An agnostic society needs practices that support its ideological individualism. Holistic practices that are thousands of years old have been taken over by enthusiasts who are not only convinced but also opportunistic, who have set out to deconstruct them in order to profit from them. Let’s take a look at two trends that originated from holistic and spiritual practices but have been isolated to fit the 21st century: yoga and minimalism.
Yoga is an offshoot of Hinduism. What is commonly called yoga is in fact the asana, whereas yoga designates the state of union with the divine, which can take several forms: Bhakti Yoga, Jnana Yoga, Raja Yoga, Karma Yoga, etc.
There is a kind of cultural appropriation in the sense that the sacred (and a fortiori free) dimension of a practice has been hijacked to make it a commercial object. Fortunately, there are many associations that try to transmit the yogic tradition, but they remain a minority in a nebula that constantly generates new products.
Minimalism also has its roots in the East, and more particularly in Zen Buddhism. It can be said that Zen Buddhism is not the only one to advocate deprivation, it is also found in Greek philosophical traditions (Stoicism, cynicism with Diogenes etc.). However, the contemporary aesthetic codes of minimalism are strongly tinged with the East, starting with the Japanese vision of this art of living. Zen Buddhism, although born in India, took a very particular form when it took root in the Japanese archipelago. The idea of minimalism is linked to the material detachment induced by the Buddhist philosophy which underlines the impermanence of things. It was part of a monastic life punctuated by fasts, mantras, prayers and asceticism.
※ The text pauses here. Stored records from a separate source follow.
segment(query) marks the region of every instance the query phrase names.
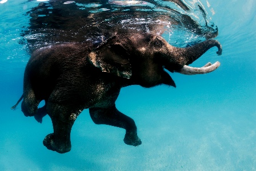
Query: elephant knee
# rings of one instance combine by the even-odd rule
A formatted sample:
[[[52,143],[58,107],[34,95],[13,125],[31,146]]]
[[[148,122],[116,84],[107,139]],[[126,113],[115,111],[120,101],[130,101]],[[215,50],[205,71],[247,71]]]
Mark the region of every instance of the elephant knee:
[[[27,104],[23,100],[21,104],[21,111],[25,116],[33,116],[37,113],[37,105]]]
[[[91,116],[91,120],[93,121],[97,125],[102,124],[102,121],[101,119],[101,110],[100,109],[89,109],[90,116]]]

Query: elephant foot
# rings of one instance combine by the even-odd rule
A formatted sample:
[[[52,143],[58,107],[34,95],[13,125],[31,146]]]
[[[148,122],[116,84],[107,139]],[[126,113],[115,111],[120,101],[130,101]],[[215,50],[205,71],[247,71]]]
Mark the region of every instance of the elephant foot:
[[[138,146],[141,144],[141,139],[138,137],[137,132],[126,132],[123,141],[127,145]]]
[[[59,153],[65,153],[71,150],[71,143],[63,142],[57,143],[55,141],[54,133],[47,135],[43,140],[43,144],[48,149],[55,151]]]

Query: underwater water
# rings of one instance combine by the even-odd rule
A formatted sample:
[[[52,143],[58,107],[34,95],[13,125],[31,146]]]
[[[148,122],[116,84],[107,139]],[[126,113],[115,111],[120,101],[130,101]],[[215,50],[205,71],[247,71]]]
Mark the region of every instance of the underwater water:
[[[27,13],[41,1],[0,1],[0,170],[255,170],[256,1],[182,1],[201,3],[223,47],[222,56],[214,47],[191,66],[219,61],[221,66],[206,75],[170,73],[175,88],[122,88],[116,105],[135,121],[139,146],[123,142],[124,129],[95,124],[85,109],[72,128],[71,151],[59,154],[42,144],[53,131],[48,116],[39,124],[25,117],[20,104],[10,109],[22,94],[26,44],[34,42],[22,41],[31,17]],[[108,9],[97,10],[91,13]],[[174,31],[170,40],[163,34],[174,45],[202,39]],[[42,31],[33,34],[41,43]]]

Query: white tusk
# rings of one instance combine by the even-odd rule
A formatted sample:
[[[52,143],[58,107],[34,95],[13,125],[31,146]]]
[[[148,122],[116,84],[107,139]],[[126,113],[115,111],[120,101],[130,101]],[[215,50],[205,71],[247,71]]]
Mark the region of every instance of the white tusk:
[[[209,67],[209,66],[211,66],[212,65],[212,64],[211,64],[211,63],[210,63],[210,62],[208,62],[207,64],[206,64],[203,67]]]
[[[181,71],[177,72],[186,75],[207,74],[214,71],[219,67],[221,63],[218,61],[216,62],[213,64],[211,64],[209,62],[201,68],[194,68],[185,65],[181,68]]]

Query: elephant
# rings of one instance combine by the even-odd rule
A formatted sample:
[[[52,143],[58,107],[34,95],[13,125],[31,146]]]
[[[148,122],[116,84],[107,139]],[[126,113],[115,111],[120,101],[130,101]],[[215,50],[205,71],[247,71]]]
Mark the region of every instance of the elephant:
[[[98,45],[67,43],[42,47],[32,54],[26,65],[23,95],[11,109],[23,99],[25,116],[34,116],[42,122],[49,115],[54,133],[43,141],[49,149],[60,153],[71,150],[72,126],[87,108],[96,124],[125,129],[125,144],[141,144],[134,121],[115,107],[121,88],[131,85],[176,87],[165,68],[188,75],[209,73],[218,68],[219,62],[201,68],[187,65],[213,47],[217,47],[219,55],[222,51],[215,40],[181,48],[150,33],[116,33]],[[42,100],[45,105],[38,108]]]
Today, however, we can say that minimalism is becoming fetishistic: we fight the quantity of objects to venerate their quality, as evidenced by the photos taken of a collection of well-counted objects and posted on social media of all kinds.
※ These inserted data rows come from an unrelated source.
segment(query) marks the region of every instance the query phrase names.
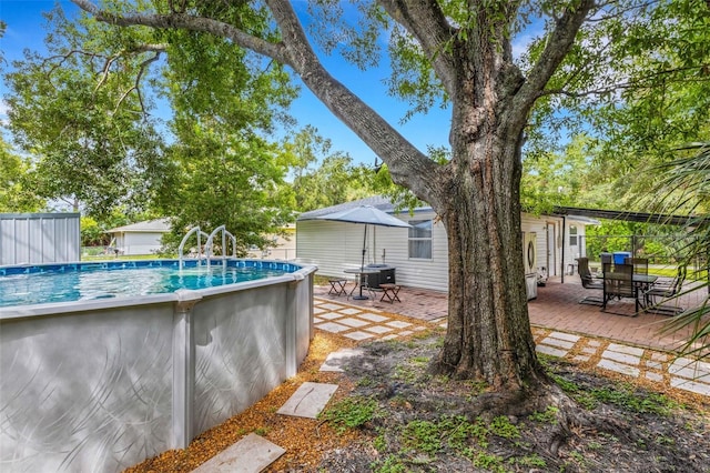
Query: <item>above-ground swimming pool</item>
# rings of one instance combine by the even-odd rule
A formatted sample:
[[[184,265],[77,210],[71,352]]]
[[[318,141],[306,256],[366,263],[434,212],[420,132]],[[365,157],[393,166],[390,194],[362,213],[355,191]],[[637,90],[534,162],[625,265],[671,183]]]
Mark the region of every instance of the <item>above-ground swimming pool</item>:
[[[184,263],[0,268],[3,473],[123,471],[296,374],[315,266]]]
[[[0,268],[0,308],[164,294],[280,276],[300,266],[253,260],[144,260]]]

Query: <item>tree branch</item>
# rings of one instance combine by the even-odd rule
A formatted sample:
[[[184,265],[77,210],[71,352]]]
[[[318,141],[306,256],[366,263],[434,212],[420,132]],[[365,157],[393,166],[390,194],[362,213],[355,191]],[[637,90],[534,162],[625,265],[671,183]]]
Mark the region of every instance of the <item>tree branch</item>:
[[[527,114],[535,100],[569,52],[579,28],[592,7],[595,7],[595,0],[581,0],[576,9],[566,9],[556,21],[557,26],[550,34],[545,50],[514,99],[513,109],[518,110],[524,120],[527,120]]]
[[[124,13],[99,9],[90,0],[71,0],[97,20],[120,27],[145,26],[156,29],[185,29],[203,31],[232,40],[235,44],[290,66],[306,87],[355,132],[381,158],[387,157],[392,178],[397,183],[405,179],[420,199],[432,199],[433,174],[440,168],[399,134],[377,112],[365,104],[323,67],[303,31],[291,2],[266,0],[267,7],[282,34],[280,43],[271,43],[246,34],[232,24],[210,18],[184,13]]]
[[[445,47],[456,37],[457,30],[449,24],[439,4],[435,0],[378,0],[378,3],[417,39],[444,89],[453,95],[456,72]]]
[[[306,87],[375,153],[386,159],[396,183],[406,181],[419,199],[433,199],[429,190],[432,177],[440,167],[325,70],[311,48],[290,1],[266,0],[266,4],[281,29],[292,67]]]
[[[139,71],[138,71],[138,74],[135,76],[135,81],[133,82],[133,85],[121,95],[118,103],[115,104],[115,108],[113,109],[114,113],[119,110],[119,107],[121,107],[121,103],[123,103],[125,98],[129,97],[133,91],[135,91],[135,93],[138,94],[138,101],[141,104],[141,110],[145,112],[145,104],[143,103],[143,94],[141,93],[141,88],[140,88],[141,78],[145,73],[145,70],[148,69],[148,67],[152,62],[155,62],[160,59],[160,54],[161,52],[156,51],[151,58],[148,58],[146,60],[141,62],[141,64],[139,66]]]
[[[288,64],[288,58],[284,54],[283,44],[264,41],[261,38],[246,34],[232,24],[213,20],[211,18],[195,17],[185,13],[113,13],[101,10],[90,0],[71,0],[72,3],[90,13],[97,20],[119,27],[143,26],[156,29],[184,29],[212,33],[221,38],[232,40],[235,44],[250,49],[258,54],[267,56],[281,63]]]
Minimalism is a reappropriation of a distant tradition to be carried as a standard of a form of struggle against consumerist capitalism. However, we notice that it is rather a detour of consumption towards better products, almost luxurious in some cases. Where Zen Buddhism is a true art of living, minimalism is a pale copy of an alternative way of living since it lacks substance. At best, it is a new emanation of consumerism, more connected and calculated. It is the passage of a consumption at all costs towards a more conscious consumption. Minimalism is nonetheless a philosophy that orbits around consumption and not deeper concepts such as anitya (impermanence), anātman (non-substance), or duḥkha (dissatisfaction or suffering).